Police dogs attack a 17-year-old protester at a civil rights demonstration in Birmingham, Alabama on 3 May, 1963.

Police brutality in the United States is not necessarily about “homicide” committed by American cops or even “racial disparity” but has deeper roots in the country, says a political activist based in Virginia.

Keith Preston, the chief editor and director of AttacktheSystem.com made the remarks to Press TV on Monday, while commenting on a Washington Post report on the number of those fatally shot by police in 2015.

According to the report, nearly 1,000 people died at the hands of police in 2015, of which 90 percent were unarmed.

Preston noted that there are more significant aspects to the issue than this.

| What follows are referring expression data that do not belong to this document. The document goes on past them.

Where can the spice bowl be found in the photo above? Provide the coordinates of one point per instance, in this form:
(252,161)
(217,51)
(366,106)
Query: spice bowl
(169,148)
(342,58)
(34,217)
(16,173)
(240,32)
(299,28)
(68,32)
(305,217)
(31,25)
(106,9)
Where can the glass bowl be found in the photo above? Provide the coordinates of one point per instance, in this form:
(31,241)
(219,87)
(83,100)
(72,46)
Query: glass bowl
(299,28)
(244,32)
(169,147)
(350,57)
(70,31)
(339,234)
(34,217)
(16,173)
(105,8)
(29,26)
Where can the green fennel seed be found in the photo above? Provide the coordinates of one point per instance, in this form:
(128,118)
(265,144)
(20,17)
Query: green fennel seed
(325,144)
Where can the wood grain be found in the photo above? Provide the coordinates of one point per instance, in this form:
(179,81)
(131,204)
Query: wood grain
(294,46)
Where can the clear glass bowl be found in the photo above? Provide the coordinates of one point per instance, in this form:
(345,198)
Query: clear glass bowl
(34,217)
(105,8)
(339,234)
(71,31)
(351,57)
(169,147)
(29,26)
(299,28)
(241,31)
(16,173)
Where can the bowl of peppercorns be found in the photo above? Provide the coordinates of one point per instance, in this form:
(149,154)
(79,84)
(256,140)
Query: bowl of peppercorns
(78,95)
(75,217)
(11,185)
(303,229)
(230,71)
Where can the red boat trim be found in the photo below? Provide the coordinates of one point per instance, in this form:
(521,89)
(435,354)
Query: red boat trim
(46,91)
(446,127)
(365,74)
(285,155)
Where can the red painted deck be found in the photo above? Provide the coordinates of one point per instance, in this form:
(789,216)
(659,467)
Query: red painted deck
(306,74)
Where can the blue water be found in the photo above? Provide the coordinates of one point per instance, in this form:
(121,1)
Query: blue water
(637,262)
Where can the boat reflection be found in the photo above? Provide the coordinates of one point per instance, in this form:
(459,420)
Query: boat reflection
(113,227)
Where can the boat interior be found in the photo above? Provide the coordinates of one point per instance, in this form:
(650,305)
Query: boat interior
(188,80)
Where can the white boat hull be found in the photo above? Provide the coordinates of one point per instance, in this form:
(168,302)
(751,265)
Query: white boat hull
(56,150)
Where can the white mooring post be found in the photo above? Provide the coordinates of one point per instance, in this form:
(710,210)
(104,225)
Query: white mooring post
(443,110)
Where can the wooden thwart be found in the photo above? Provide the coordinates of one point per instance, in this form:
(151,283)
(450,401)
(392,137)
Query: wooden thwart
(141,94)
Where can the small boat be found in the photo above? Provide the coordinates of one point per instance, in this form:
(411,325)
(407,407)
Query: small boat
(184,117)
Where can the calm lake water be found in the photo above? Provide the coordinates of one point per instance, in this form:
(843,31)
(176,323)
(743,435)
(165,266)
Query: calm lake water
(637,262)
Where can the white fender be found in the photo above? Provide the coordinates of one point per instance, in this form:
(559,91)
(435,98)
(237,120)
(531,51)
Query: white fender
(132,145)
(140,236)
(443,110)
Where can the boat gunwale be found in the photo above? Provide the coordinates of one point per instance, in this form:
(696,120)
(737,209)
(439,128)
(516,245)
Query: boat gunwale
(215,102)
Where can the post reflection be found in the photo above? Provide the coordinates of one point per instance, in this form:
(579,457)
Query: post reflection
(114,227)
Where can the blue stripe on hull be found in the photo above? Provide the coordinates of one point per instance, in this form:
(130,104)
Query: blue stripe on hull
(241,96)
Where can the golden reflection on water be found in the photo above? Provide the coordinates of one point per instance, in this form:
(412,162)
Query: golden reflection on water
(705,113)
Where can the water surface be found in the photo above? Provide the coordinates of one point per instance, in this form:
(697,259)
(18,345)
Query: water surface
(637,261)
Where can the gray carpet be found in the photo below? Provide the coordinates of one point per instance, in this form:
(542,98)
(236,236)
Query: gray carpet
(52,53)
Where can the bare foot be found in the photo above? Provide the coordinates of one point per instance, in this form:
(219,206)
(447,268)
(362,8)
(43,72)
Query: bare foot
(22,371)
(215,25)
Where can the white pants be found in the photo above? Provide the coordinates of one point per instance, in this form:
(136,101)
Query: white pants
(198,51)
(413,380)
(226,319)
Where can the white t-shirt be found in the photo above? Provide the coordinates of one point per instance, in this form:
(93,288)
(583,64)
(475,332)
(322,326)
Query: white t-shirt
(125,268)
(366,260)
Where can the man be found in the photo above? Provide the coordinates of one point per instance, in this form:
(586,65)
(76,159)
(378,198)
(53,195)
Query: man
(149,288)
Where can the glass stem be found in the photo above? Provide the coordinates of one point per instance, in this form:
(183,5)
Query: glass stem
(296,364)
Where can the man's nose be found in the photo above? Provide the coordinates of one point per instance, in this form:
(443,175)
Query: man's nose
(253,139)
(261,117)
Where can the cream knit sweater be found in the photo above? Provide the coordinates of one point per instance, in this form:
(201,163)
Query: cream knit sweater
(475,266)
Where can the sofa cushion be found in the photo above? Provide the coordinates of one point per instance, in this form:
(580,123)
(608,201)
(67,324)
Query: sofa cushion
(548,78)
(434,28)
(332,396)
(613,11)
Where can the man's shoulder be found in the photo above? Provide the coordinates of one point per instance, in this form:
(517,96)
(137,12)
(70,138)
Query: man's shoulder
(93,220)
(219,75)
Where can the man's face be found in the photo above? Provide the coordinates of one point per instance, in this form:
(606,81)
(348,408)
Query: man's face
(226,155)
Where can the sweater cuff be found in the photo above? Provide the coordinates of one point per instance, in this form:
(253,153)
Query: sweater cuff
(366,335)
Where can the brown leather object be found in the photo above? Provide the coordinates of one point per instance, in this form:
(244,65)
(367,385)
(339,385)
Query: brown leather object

“It’s a mistake to merely look at homicides that are carried out by police officers,” he said. “A much more serious or pervasive problem is police brutality that does not result in an actual homicide.”

Being subject to “assault” or “robbery” in the hands of police or evidence “planted” by them against innocent people are more “common than actual murders carried out by police.”

The issue is not even limited to that, Preston said, warning over police militarization in the country.

“For example, we have this paramilitary SWAT teams that conduct tens of thousands of raids on private homes on an annual basis” he said, asserting that police brutality particularly drew attention over racial disparity.

“The issues that are covered the most are not necessarily the main issues that need to be examined. The issue never started to get any attention until people started noticing the racial disparity involved.”

The brutality “cuts across” racial and other boundaries, the analyst argued, suggesting that conservatives and liberals in the US both approach the matter for their own benefit.  

“The issue is framed in a way that is not entirely appropriate. On the one hand, we have the left that tries to make this into a race issue and on the other, we have the right that tries to make it into either support-your-local-police issues… or a pro-gun one,” Preston said.

The brutality has been “building up” since early 1980s but “started to get more attention in recent years in part because of racial disparity.”